# How much heat is needed to melt 1.43 grams of ice into water from -5.34 to 84.3 c?

Apr 25, 2018

$998 J$

#### Explanation:

We need to find three heat values; the heat to raise the ice to melting point, the heat to melt the ice into water, and the heat to raise the temperature of the water to 84.3°C. Thus, we need three equations.

$q = m c \Delta T$ is what we will use, with ${q}_{1}$ as the heat needed to raise the ice's temperature, ${q}_{2}$ as the heat to melt it, and ${q}_{3}$ as the heat to raise the water's temperature.

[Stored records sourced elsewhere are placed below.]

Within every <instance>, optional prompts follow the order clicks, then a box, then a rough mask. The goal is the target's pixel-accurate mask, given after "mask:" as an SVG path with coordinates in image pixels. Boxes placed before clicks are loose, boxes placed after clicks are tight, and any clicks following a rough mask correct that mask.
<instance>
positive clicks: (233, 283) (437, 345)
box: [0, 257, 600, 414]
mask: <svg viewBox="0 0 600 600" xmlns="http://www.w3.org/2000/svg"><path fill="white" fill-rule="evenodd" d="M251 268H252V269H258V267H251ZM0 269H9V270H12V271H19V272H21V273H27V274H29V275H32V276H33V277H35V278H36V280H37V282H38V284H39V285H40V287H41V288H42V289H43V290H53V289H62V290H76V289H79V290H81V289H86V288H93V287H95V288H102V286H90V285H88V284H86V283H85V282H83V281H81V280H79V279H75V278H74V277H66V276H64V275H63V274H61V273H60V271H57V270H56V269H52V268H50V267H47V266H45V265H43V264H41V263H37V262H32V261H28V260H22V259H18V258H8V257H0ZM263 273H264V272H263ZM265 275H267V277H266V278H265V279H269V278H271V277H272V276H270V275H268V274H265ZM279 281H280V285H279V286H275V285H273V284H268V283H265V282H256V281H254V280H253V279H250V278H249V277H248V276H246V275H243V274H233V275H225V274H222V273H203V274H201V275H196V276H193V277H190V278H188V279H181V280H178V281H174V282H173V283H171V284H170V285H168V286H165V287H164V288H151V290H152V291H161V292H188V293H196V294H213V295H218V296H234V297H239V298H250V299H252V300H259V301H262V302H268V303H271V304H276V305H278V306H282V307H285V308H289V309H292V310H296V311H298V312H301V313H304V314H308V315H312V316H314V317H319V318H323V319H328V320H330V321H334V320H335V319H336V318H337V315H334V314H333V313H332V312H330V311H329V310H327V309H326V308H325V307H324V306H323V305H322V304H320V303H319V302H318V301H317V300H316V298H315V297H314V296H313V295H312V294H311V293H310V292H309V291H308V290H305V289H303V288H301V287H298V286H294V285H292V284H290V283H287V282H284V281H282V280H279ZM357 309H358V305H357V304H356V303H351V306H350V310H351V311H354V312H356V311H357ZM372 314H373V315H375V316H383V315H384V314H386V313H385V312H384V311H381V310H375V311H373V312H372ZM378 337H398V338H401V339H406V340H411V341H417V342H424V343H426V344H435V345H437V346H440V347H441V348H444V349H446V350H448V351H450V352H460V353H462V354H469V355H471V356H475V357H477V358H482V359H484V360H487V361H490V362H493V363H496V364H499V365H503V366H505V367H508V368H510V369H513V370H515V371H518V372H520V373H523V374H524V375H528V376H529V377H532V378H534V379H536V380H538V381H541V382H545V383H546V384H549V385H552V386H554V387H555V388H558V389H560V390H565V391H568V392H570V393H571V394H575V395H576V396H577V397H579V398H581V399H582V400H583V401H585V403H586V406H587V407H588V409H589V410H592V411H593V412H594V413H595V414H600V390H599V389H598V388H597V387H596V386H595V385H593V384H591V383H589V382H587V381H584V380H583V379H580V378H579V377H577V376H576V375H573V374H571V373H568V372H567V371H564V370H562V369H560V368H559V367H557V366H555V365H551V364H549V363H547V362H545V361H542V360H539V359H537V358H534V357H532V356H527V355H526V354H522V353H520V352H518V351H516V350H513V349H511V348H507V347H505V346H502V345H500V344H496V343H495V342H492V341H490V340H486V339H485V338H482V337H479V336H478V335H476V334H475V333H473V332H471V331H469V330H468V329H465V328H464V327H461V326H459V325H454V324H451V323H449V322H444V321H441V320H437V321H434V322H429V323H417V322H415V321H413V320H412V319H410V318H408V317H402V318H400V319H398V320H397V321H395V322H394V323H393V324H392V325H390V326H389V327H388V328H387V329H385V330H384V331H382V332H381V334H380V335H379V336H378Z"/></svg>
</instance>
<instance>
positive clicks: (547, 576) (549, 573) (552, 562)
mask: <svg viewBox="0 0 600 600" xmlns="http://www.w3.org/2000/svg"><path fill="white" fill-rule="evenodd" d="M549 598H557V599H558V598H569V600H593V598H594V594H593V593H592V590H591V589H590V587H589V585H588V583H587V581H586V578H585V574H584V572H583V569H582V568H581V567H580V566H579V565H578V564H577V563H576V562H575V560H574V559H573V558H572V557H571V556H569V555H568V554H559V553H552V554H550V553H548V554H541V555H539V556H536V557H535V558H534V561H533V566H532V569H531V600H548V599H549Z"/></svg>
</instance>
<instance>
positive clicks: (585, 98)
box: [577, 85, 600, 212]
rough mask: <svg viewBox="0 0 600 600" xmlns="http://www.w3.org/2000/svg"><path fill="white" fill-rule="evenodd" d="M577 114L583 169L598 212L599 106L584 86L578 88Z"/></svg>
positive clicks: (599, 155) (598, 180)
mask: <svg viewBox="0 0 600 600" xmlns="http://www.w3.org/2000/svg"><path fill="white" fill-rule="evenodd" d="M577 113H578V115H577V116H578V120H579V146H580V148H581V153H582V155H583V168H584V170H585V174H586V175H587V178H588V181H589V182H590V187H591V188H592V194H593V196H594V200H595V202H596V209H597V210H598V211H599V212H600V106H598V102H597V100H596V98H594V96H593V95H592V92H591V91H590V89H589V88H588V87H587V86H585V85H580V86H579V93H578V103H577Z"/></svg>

Note: The Specific Heat Capacity (c) for liquid water is 4.18J; for ice, 2.10J

Firstly, we need to raise the ice's temperature from -5.34°C to 0°C.

${q}_{1} = 1.43 \cancel{g} \cdot \text{2.10J"/cancel"g°C" * 5.34cancel"°C} = 16.0 J$

Secondly, find the energy needed to melt the ice. For this equation we must find the $\Delta {H}_{\text{fus}}$, or the energy required to melt ice, which is 334J/g of ice.
${q}_{2} = \Delta {H}_{\text{fus" = 1.43cancelg * "334J}} / \cancel{g} = 478 J$

Lastly, find the energy needed to raise the water to 84.3°C.

${q}_{3} = 1.43 \cancel{g} \cdot \text{4.18J"/cancel"g°C" * 84.3cancel"°C} = 504 J$

Now that we have all three values, add them to find the total energy required.

$16.0 J + 478 J + 504 J = 998 J$